You don't have to be worried about the performance. Please note, the `SftpItemCollection`

behaves as an associative array (see the line `collection2[item1.Name]`

), so searching time complexity is O(1) = Constant time *(it works with a *`Dictionary`

internally).

If the performance has to be taken into consideration I suggest you one optimization of the second solution. The optimal approach of the Intersect problem on unsorted collection runs in O(n) = Linear time complexity. But in real life it matter whether the 'n' is 3 or 3000. The second algorithm iterates over the `collection1`

, but the optimal solution is to iterate over the shortest one.

```
private SftpItemCollection Intersect(SftpItemCollection collection1, SftpItemCollection collection2)
{
bool swapCollections = collection1.Count > collection2.Count;
SftpItemCollection shorter, larger;
if (swapCollections)
{
shorter = collection2;
larger = collection1;
}
else
{
shorter = collection1;
larger = collection2;
}
SftpItemCollection result = new SftpItemCollection();
foreach (SftpItem item1 in shorter)
{
SftpItem item2 = larger[item1.Name];
if (item2 != null && item1.Size == item2.Size && item1.Modified == item2.Modified)
result.Add(swapCollections ? item2 : item1);
}
return result;
}
```

To make a picture about the Linq `Intersect`

method time complexity, you can add informative printings into the `SftpItemEqualityComparer`

methods.
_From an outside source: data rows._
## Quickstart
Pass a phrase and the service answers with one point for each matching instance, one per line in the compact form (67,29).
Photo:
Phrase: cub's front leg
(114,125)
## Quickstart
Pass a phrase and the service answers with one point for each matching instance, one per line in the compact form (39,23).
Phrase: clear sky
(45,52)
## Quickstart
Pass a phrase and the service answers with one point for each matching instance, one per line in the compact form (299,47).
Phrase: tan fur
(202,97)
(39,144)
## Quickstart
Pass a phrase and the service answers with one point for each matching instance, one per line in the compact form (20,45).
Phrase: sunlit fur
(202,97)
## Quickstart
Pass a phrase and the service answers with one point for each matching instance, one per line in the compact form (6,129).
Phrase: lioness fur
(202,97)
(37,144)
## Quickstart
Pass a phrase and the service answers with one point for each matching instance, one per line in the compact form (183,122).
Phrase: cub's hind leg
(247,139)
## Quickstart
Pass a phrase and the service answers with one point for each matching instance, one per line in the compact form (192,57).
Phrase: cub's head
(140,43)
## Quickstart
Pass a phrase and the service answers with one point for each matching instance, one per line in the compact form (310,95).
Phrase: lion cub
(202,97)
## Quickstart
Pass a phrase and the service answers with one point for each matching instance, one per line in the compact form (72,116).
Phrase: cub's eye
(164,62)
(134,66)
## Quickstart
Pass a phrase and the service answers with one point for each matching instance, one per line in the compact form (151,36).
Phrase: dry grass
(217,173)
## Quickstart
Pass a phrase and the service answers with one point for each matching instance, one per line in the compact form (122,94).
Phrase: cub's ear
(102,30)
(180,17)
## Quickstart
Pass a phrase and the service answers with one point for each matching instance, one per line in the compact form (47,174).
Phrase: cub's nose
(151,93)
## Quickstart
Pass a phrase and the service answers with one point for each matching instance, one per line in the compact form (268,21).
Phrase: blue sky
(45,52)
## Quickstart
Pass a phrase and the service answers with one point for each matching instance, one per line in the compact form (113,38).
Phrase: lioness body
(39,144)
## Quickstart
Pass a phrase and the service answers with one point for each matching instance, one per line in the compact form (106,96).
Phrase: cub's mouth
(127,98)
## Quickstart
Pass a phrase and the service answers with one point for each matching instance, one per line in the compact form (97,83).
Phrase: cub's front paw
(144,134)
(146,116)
You will see the algorithm used in .NET 4.0 iterates over both collections. So it runs in O(n+m), but our modified solution runs in O(Min(n,m)), where 'n' and 'm' are lengths of collections.

Please note the Linq `Intersect`

method is not evaluated when the method is called, but **each time** the resulting `IEnumerable`

is used. And also please note that if the source collection is modified after calling the `Intersect`

method and before using the resulting `IEnumerable`

the change is taken into effect, which can be unwanted behaviour.